CATEGORY: ⚐ EN + sustainability

Silicon Valley has changed the world once. Now, thanks to a wave of investment and innovation in solar power, it’s on to the next revolution: A massive disruption of the U.S. electricity market.

(Business 2.0 Magazine) — There’s a missile-bunker vibe you get when walking into Solaicx, a Silicon Valley startup that manufactures the silicon wafers that are the building blocks of solar panels.

In one half of the nondescript Santa Clara warehouse, three men sit hunched on a wood platform 8 feet above the cement floor, their eyes locked on two monitors. The screens show data and video gathered from a 24-foot-tall steel tower. The tower begins in a squat, gourd-shaped base and tapers to a cannon-size column with a long drum spinning slowly on top. Thick power cables snake down its sides. Another sci-fi-looking tower rises up off to one side of the building.

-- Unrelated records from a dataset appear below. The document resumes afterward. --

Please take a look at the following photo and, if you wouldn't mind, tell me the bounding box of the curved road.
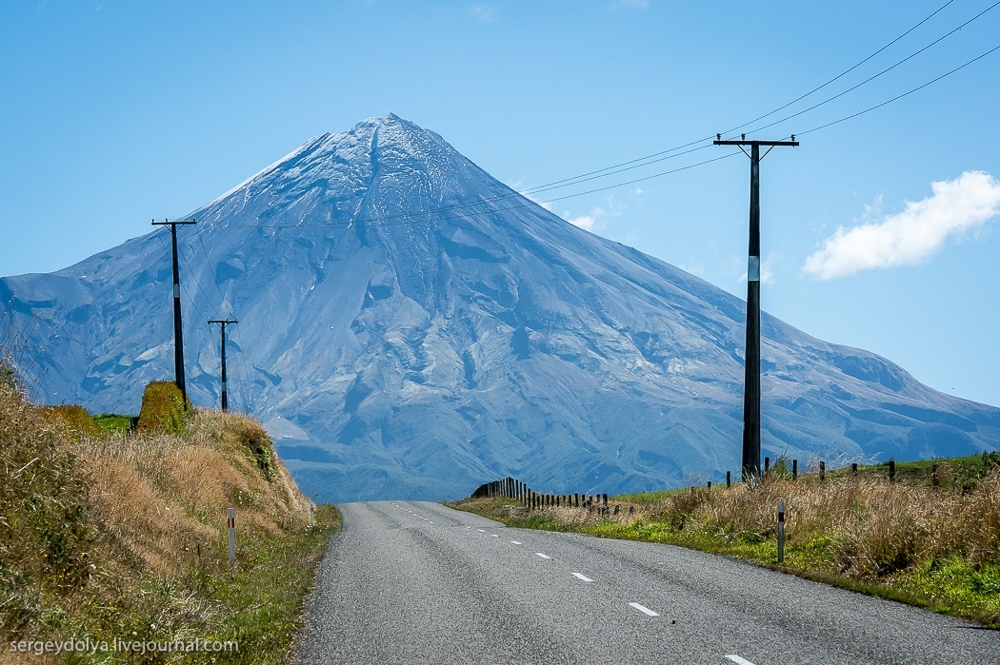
[291,501,999,664]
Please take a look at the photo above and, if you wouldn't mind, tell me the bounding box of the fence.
[471,477,620,515]
[470,457,910,509]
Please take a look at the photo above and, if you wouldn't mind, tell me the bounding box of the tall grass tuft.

Inside the tower that has everyone’s attention, molten silicon is being added to a thin, 8-inch-long rod, or “seed,” of silicon. After 15 hours of precise spinning and pulling, the seed will grow to a mirror-finished ingot about 4 feet long and weighing more than 150 pounds. If it’s perfect – and that is the point of Solaicx’s cutting-edge technology – it will form a single crystal matrix, which is then trimmed and sliced into 1,000 wafers that sell for $5 apiece and are used by companies like General Electric (Charts) to build the most efficient solar modules on the market today.